The song was later used in Michael Kunze’s musical called Tanz Der Vampires/Dance of the Vampires , an adaptation of Roman Polanski’s The Fearless Vampire Killers. Polanski wanted a comedy musical without much music; Steinman wanted a serious musical about vampires. The result was a strange experiment with uneven success. The musical was a critical and popular success in Europe, but its 2002 Broadway premiere with Michael Crawford, famous for his eponymous performance in Andrew Lloyd Weber’s The Phantom of the Opera , as the vampire was a flop, receiving terrible reviews and proved a failure at the American box office. Dracula, the Musical also attempted a Broadway production, proving to be a commercial and critical flop as well in 2004.

Also receiving uniformly negative views was Lestat (2005), a musical adaptation of Anne Rice’s The Vampire Chronicles , with a book by Linda Woolverton, music by Sir Elton John, and lyrics by Bernie Taupin. After premiering in San Francisco in 2005, the production transferred to Broadway in 2006, running for only thirty-nine performances, making for three failed vampire musicals in a row on Broadway in the first decade of the twenty-first century (“Lestat” 2006).

Two successful adaptations of the 1922 film Nosferatu have been presented onstage multiple times, both employing music. In 1995 Bernard J. Taylor composed Nosferatu: The Vampire, a musical and in 2004 Alva Henderson and Dana Gioia premiered Nosferatu: The Opera. Both adaptations present the vampire as a romantic, tragic figure, and thus the adaptation of Nosferatu in both cases is not merely transmedia or transcultural, but employs elements of the original narrative to create a story that does not always resemble the original very much (See Wetmore 2023).
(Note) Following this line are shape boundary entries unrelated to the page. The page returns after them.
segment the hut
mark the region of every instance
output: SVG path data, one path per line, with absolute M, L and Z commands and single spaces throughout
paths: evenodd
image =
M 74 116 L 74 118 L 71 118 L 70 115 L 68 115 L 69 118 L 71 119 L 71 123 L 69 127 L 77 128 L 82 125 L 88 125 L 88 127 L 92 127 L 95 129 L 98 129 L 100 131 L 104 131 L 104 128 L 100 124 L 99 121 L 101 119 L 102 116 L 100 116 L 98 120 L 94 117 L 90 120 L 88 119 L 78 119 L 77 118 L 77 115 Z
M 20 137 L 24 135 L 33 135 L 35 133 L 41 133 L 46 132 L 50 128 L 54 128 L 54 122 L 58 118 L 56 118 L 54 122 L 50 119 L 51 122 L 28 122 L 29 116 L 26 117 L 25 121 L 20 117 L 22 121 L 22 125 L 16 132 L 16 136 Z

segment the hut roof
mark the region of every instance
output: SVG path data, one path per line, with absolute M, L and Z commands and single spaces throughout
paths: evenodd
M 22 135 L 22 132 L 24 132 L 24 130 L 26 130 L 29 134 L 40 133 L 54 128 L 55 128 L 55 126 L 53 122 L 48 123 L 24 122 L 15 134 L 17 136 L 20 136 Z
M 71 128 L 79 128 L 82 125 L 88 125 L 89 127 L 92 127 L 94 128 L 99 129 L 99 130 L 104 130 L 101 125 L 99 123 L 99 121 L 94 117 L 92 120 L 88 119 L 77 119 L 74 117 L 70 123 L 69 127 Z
Dracula has also been presented as a ballet with a variety of scores and choreographies. Houston Ballet staged Dracula in 1997, choreographed by Ben Stevenson to music by Franz Liszt, while the Royal Winnipeg Ballet staged their Dracula ballet to music by Gustav Mahler (Guiley 2005: 14–15), and The Northern Ballet Company of the United Kingdom toured with a ballet featuring original music by Philip Feeney, to name but three.

For over two hundred years vampires have stalked the stages of Europe, the United States, and the anglophone world, and their popularity has continued well into the twenty-first century. Vampires sing, dance, are silly and deadly serious, entertain, horrify, seduce, and serve as metaphors for everything audiences feel anxiety about. The key difference between film and theater is that theater is live, which adds an additional element of fear – when one sees a vampire on stage, one is in the same room, encountering the living dead live. It is on the stage that vampires continue to live among us as physical presences.